Les temps de structuration de la névrose obsessionnelle

Liliane Fainsilber

A propos de ces trois temps ou étapes du symptôme de Ernst : obsession, sanction, commandement, j'ai repris ce que Freud décrivait de la structuration de la névrose obsessionnelle dans son texte " Remarques sur les neuro-psychoses de défense et ses "Nouvelles remarques sur les neuro-psychoses de défense ". C'est dans l'ouvrage de Freud " Névrose, psychose et perversion " PUF.

Dans le premier texte, Freud commence surtout par dissocier ce qu'il en est de la structure de l'hystérie et de la N.O.

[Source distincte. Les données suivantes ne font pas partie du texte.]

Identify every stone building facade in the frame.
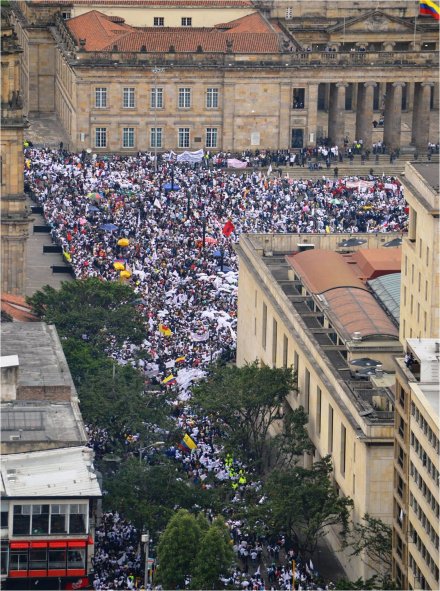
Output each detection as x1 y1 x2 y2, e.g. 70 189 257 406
0 8 29 295
8 0 438 152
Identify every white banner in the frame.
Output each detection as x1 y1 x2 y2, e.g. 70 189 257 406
227 158 247 168
177 150 203 162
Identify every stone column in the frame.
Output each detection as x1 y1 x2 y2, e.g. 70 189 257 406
411 82 433 149
328 82 348 148
383 82 405 150
304 84 318 146
355 82 377 150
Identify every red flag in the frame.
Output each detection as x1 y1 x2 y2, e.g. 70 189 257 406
222 220 235 238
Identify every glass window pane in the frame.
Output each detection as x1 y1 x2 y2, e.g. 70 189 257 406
67 548 86 568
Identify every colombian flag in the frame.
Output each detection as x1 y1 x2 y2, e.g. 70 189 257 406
159 324 173 337
419 0 440 21
183 433 197 449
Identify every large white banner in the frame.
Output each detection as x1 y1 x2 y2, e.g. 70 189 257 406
177 150 203 162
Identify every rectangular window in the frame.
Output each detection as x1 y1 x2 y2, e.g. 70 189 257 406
304 369 310 413
316 386 322 435
32 505 49 535
50 505 68 534
122 127 134 148
12 505 31 536
122 87 134 109
69 504 87 534
206 127 217 148
150 88 163 109
283 335 289 367
328 404 333 454
67 548 86 569
95 88 107 109
29 548 47 570
150 127 162 148
341 425 347 476
206 88 218 109
49 548 67 569
178 88 191 109
272 318 278 367
261 302 267 350
95 127 107 148
179 127 189 148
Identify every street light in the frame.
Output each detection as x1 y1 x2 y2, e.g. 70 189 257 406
151 66 165 172
139 441 165 464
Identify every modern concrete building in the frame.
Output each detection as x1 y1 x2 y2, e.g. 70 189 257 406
0 6 29 295
8 0 438 152
236 234 402 580
393 338 440 590
400 162 440 344
0 322 101 589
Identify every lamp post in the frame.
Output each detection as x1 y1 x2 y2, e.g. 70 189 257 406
139 441 165 464
151 66 165 172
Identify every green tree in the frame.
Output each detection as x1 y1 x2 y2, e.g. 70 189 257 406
27 278 144 351
157 509 201 589
191 517 234 589
263 456 353 556
193 361 313 474
345 513 392 580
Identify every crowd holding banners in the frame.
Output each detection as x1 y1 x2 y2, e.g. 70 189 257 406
25 148 407 589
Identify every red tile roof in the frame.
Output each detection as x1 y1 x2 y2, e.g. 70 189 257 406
66 10 280 53
1 293 38 322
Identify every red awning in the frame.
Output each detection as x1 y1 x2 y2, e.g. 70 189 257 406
9 542 29 550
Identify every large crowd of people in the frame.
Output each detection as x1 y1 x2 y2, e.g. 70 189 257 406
25 146 407 590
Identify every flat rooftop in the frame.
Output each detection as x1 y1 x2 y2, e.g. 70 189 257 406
0 322 75 396
0 447 101 498
411 162 440 192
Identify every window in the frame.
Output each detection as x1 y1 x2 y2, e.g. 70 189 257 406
95 88 107 109
122 88 134 109
32 505 49 535
316 386 322 435
304 369 310 413
150 88 163 109
283 335 289 367
178 88 191 108
179 127 189 148
29 548 47 570
69 504 87 534
67 548 86 569
206 127 217 148
206 88 218 109
272 318 278 367
292 88 305 109
50 505 68 534
12 505 31 536
150 127 162 148
341 424 347 476
122 127 134 148
95 127 107 148
328 404 333 454
261 302 267 349
290 129 304 148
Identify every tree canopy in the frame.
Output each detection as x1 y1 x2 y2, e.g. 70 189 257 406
193 361 313 474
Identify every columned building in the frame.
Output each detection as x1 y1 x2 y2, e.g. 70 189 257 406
0 8 29 295
8 0 438 152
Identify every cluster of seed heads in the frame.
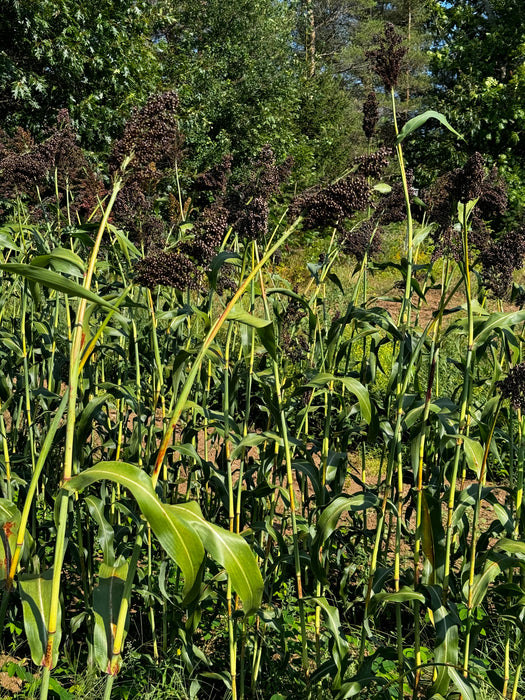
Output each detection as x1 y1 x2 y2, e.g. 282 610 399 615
363 90 379 141
0 115 105 219
424 153 507 260
340 219 381 262
109 92 183 247
365 23 408 92
480 226 525 299
354 146 392 180
135 250 201 291
497 362 525 410
290 174 371 232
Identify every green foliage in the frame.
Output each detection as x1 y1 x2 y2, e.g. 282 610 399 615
430 0 525 206
0 0 160 150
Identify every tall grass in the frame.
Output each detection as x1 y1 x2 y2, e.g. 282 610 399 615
0 26 525 700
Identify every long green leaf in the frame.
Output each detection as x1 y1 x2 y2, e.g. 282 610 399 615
312 491 379 582
0 263 113 309
65 462 204 596
396 109 463 145
66 462 263 614
307 372 372 423
0 498 21 581
166 501 263 615
19 569 62 666
93 561 129 673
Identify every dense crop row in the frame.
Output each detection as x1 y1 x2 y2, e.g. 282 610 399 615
0 24 525 700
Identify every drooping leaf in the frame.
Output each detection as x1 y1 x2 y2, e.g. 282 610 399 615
461 435 484 479
65 462 204 596
93 560 129 673
396 109 463 145
165 501 263 615
424 586 459 695
307 372 372 423
370 586 425 612
30 247 86 277
228 307 277 360
85 496 115 566
66 462 263 614
448 666 479 700
0 263 113 309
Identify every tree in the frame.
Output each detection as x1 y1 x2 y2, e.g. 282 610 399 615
162 0 300 171
0 0 159 149
431 0 525 202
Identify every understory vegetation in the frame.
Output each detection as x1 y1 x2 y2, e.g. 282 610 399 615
0 9 525 700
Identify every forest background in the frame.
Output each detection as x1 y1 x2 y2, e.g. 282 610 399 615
0 0 525 700
0 0 525 211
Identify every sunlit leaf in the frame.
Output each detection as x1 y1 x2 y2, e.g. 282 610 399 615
19 569 62 666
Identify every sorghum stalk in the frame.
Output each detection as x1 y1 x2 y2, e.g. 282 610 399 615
463 397 502 678
255 249 308 675
443 204 474 603
40 157 131 700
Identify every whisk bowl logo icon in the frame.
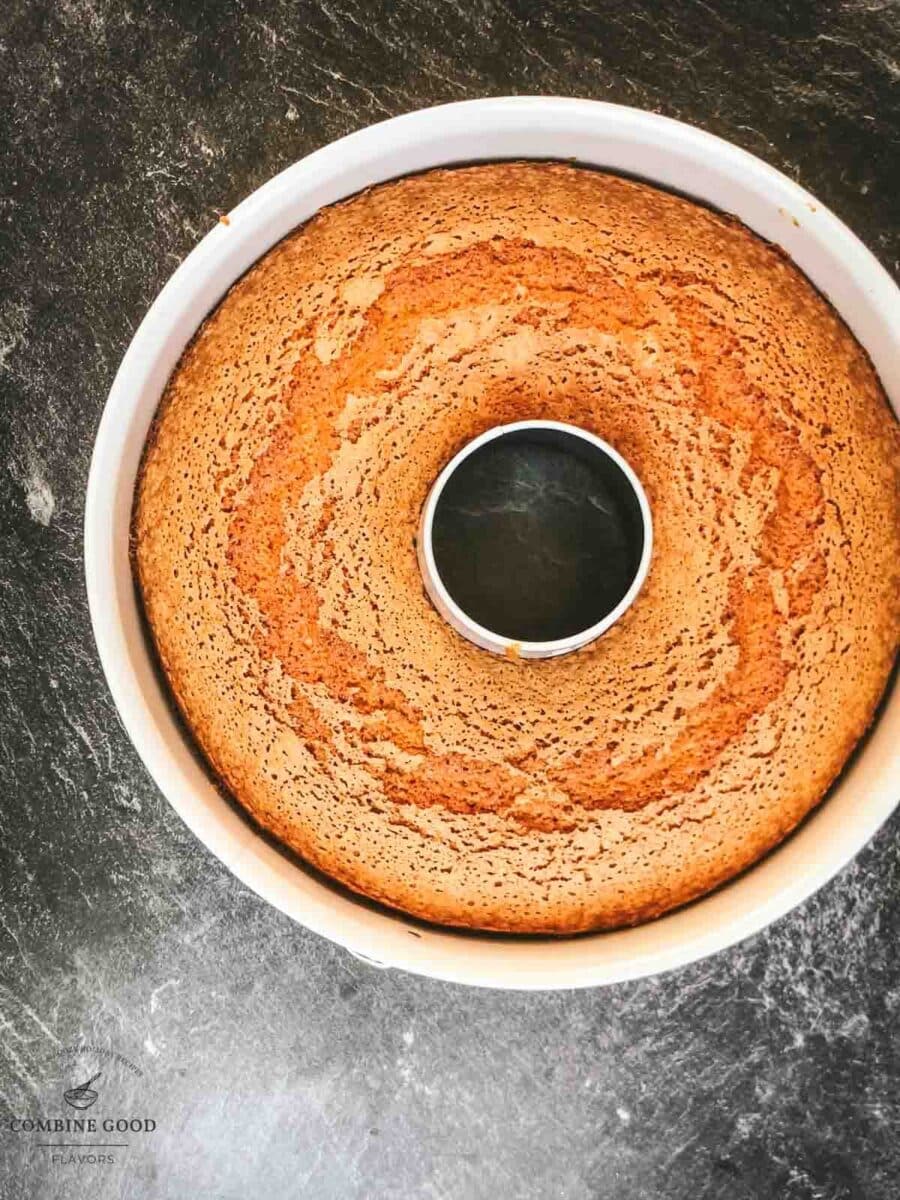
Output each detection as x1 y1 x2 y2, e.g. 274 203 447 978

Quand une rerpésentation est inconciliable avec le moi au lieu que l'affect aille se fixer dans la corporel, pour former un symptôme hystérique, elle reste dans le domaine psychique, dans le monde des idées. " La représentation reste dans le conscient " mais comme elle est détachée de son affect, elle reste en quelque sorte indifférente et surtout " à part de toutes les associations ". Par contre l'affect lui vient se fixer " par une fausse connexion " vient se fixer sur une autre représentation qui devient une " représention obsédante ".
Parmi les obsessions, il y a soit des affects obsédants, soit des " représentations obsédantes ".
Ce qui fait que je me pose la question de savoir si l'obsession d'Ernst, sa crainte qu'il n'arrive quelque chose à sa dame et à son père " n'est pas du registre de l'affect sous la forme de la crainte.
Autrement dit au lieu de s'obnubiler sur ce supplice des rats, comme étant son obsession, peut-être l'important est-il la crainte qu'il en éprouvait.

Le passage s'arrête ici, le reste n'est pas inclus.